Drinking beer over a game of billiards can help keep men over the age of 70 active and help them live longer, according to one Danish researcher.

Playing billiards over a pint of beer could help men over the age of 70 stay active and live longer, according to Aske Juul Lassen from the University of Copenhagen’s Center for Healthy Aging, providing the perfect excuse for a pensioner to to visit the pub.

The claims form part of the PhD student’s thesis entitled Active Ageing and the Unmaking of Old Age for which he studied 10 to 15 men between the ages of 70 and 95 who met to play billiards four times a week, which Lassen said “often comes with a certain life style – drinking beer and drams for instance.”

“I am quite sure this was not what WHO and EU meant when they formulated their active ageing policies. But billiards does constitute active ageing. Billiards is, first of all, an activity that these men thoroughly enjoy and that enhances their quality of life while immersing them in their local community and keeping them socially active.

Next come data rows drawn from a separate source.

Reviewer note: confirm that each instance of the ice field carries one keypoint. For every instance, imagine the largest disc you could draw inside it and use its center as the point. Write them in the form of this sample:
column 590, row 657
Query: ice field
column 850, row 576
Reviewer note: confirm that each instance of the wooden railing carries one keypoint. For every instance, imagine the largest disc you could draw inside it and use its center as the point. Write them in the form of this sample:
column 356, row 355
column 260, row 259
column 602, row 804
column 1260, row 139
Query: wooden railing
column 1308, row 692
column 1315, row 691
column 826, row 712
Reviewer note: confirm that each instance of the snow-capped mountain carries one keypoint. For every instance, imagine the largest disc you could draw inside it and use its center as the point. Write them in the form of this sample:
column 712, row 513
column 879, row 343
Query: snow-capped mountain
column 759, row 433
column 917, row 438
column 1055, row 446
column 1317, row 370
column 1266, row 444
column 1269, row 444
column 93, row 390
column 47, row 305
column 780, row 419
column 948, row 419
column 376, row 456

And billiards is, secondly, very suitable exercise for old people because the game varies naturally between periods of activity and passivity and this means that the men can keep playing for hours,” he said.

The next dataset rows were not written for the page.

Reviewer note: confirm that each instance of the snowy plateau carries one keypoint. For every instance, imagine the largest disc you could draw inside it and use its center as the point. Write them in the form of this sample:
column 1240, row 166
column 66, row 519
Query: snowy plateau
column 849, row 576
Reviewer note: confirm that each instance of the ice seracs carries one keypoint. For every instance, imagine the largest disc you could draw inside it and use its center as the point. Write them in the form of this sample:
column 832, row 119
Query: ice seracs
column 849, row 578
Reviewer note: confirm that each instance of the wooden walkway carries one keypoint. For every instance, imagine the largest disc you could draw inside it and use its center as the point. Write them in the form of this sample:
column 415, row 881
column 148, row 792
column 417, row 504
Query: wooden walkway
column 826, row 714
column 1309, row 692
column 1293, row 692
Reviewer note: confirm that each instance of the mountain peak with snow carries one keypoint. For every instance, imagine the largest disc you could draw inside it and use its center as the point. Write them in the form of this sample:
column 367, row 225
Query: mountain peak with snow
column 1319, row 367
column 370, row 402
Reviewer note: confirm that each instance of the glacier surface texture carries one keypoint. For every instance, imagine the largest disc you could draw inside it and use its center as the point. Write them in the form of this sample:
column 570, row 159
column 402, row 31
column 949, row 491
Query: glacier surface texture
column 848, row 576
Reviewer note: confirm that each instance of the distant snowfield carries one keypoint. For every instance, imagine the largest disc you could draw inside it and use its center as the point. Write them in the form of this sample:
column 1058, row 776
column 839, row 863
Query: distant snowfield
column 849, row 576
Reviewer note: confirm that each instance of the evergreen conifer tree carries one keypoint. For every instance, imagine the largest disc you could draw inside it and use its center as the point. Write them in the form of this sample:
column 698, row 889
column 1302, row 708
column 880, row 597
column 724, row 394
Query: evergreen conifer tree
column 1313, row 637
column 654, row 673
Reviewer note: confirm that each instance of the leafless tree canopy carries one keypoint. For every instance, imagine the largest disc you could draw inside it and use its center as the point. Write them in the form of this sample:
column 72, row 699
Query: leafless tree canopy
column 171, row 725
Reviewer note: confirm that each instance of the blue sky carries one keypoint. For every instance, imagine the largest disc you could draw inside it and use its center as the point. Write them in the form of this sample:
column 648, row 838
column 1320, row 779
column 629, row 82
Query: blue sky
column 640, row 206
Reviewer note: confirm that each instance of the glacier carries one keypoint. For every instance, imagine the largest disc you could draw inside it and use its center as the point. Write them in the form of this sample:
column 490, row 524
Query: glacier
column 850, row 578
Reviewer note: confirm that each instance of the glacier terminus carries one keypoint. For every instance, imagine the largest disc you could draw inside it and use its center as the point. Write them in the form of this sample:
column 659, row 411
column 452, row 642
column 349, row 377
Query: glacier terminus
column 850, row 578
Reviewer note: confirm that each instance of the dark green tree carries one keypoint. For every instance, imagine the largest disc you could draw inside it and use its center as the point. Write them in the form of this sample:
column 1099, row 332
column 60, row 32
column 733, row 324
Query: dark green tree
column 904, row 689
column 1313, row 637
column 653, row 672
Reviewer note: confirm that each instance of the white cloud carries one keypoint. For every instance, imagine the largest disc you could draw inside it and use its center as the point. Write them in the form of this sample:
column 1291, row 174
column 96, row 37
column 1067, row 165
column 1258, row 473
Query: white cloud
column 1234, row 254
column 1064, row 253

The researcher went on to suggest that the World Health Organisation (WHO) and EU perception of ageing and recommendations on a healthy lifestyle should be reconsidered to allow for, among other things, drinking beer and playing billiards.

“The elderly do a lot of things, which I consider active ageing and which give them an enhanced quality of life, but they are also activities that would never be characterized as “healthy” by health authorities. The question is how we define “good ageing” and how we organise society for our ageing generations,” he said adding: “We need a broader, more inclusive concept of healthy and active ageing that allows for the communities the elderly already take part in and that positively impact their everyday lives, quality of life, and general health. It must also allow for the fact that the elderly do not constitute a homogenous group of people: activities that for some seem insurmountable will be completely natural for others.”